There are opportunities to be had for automotive companies that survive the coronavirus pandemic. However, those companies need to take decisive action on restarting, reshaping and reimagining a supply chain that will change quite significantly and is likely to be characterised by greater localisation.
According to Sunjay Kapur, chairman of Indian starter motor manufacturer Sona Comstar and vice-president of the Automotive Component Manufacturers Association of India (ACMA), uncertainty makes it easier to take that sort of decisive action.
During the recent Livestream event from Ultima Media focused on the Indian automotive supply chain, Kapur pointed out that central to the success of companies and the sector as a whole was security in the supply of labour, cashflow and raw materials. The realignment of supply chains, which is already taking place, provided opportunities for Indian companies as long as those three things were secure.

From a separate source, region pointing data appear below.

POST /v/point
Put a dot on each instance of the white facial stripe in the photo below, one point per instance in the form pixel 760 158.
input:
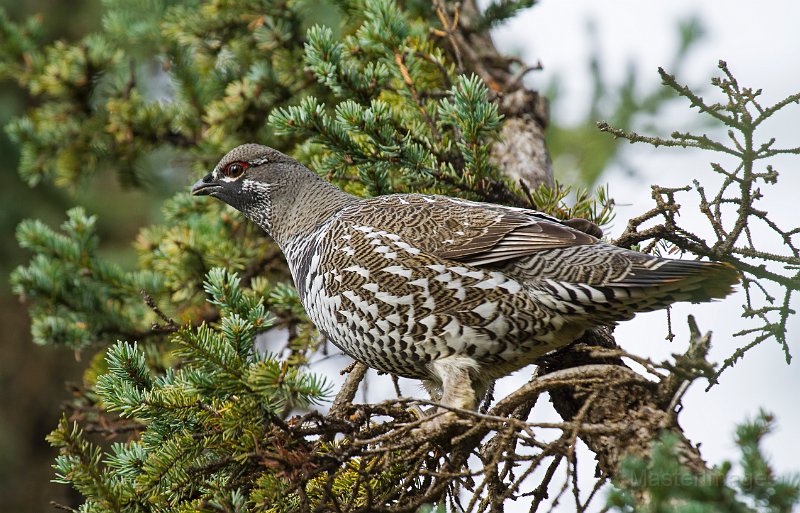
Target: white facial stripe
pixel 258 161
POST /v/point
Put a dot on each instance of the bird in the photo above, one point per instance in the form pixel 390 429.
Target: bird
pixel 452 292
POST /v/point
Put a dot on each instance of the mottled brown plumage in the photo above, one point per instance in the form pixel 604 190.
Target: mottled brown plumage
pixel 453 292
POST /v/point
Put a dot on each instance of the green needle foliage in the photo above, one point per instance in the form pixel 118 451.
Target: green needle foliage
pixel 199 383
pixel 669 487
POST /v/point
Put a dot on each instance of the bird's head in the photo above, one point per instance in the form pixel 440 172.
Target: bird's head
pixel 272 189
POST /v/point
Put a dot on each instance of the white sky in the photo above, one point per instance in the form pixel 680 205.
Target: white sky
pixel 761 45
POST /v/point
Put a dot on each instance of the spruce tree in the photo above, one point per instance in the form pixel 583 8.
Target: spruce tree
pixel 203 410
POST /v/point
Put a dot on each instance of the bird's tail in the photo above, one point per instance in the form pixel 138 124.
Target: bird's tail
pixel 651 284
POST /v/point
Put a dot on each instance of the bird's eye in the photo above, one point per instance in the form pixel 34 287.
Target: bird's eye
pixel 235 169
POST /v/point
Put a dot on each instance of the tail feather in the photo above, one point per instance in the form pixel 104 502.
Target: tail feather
pixel 651 284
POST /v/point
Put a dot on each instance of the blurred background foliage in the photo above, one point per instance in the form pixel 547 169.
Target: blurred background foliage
pixel 126 200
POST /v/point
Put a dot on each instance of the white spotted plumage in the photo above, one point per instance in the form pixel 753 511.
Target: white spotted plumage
pixel 450 291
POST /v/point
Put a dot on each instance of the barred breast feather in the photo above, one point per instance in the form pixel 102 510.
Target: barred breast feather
pixel 400 281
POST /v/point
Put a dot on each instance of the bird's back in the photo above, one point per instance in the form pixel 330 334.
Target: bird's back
pixel 399 281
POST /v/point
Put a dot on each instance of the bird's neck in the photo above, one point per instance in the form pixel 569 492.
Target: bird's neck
pixel 307 206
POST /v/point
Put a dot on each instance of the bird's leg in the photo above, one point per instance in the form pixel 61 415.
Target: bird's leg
pixel 455 375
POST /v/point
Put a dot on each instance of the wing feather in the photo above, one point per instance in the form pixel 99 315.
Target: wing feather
pixel 515 234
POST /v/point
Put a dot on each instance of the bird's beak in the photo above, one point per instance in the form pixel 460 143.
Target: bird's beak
pixel 205 186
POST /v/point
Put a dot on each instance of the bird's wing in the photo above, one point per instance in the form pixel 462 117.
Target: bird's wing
pixel 480 234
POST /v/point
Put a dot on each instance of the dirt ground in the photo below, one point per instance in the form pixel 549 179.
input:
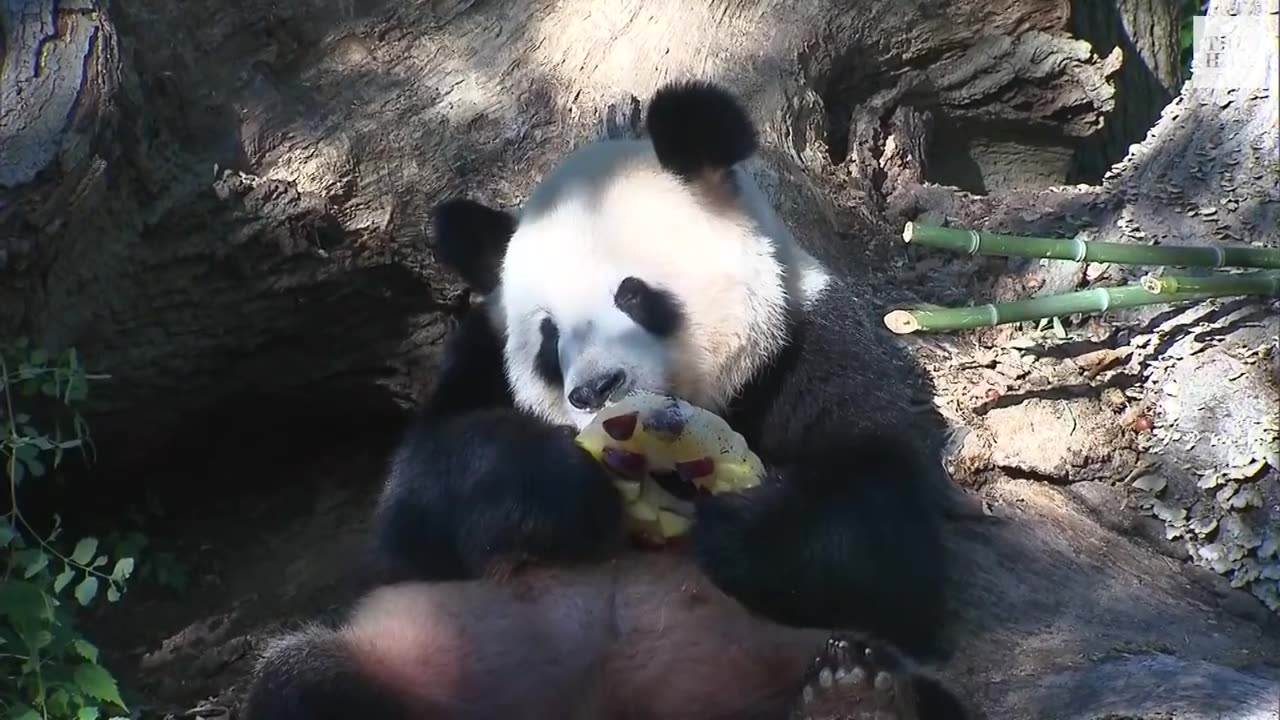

“We’ve already seen… announcements made by Japan to move their supply chain out of China and we feel that this could be an opportunity for India,” said Kapur.
Earlier this month Japan said it had earmarked $2.2 billion of its economic stimulus package to help its manufacturers shift production out of China because of the disruption caused to supply chains by the coronavirus.
“We’re also looking at supply in terms of localisation,” continued Kapur. “I believe there will be a huge drive to localise the supply chain just to de-risk from events like [the coronavirus] that happen globally.”
In terms of labour, carmakers and parts suppliers need to tread carefully as staff return to work. Physical distancing is now a standard operating procedure, which presents the sector with big challenges. There are also concerns within ACMA and the Confederation of Indian Industries that should infection reoccur when operations recommence the government could mandate another shutdown rather than just quarantine affected workers.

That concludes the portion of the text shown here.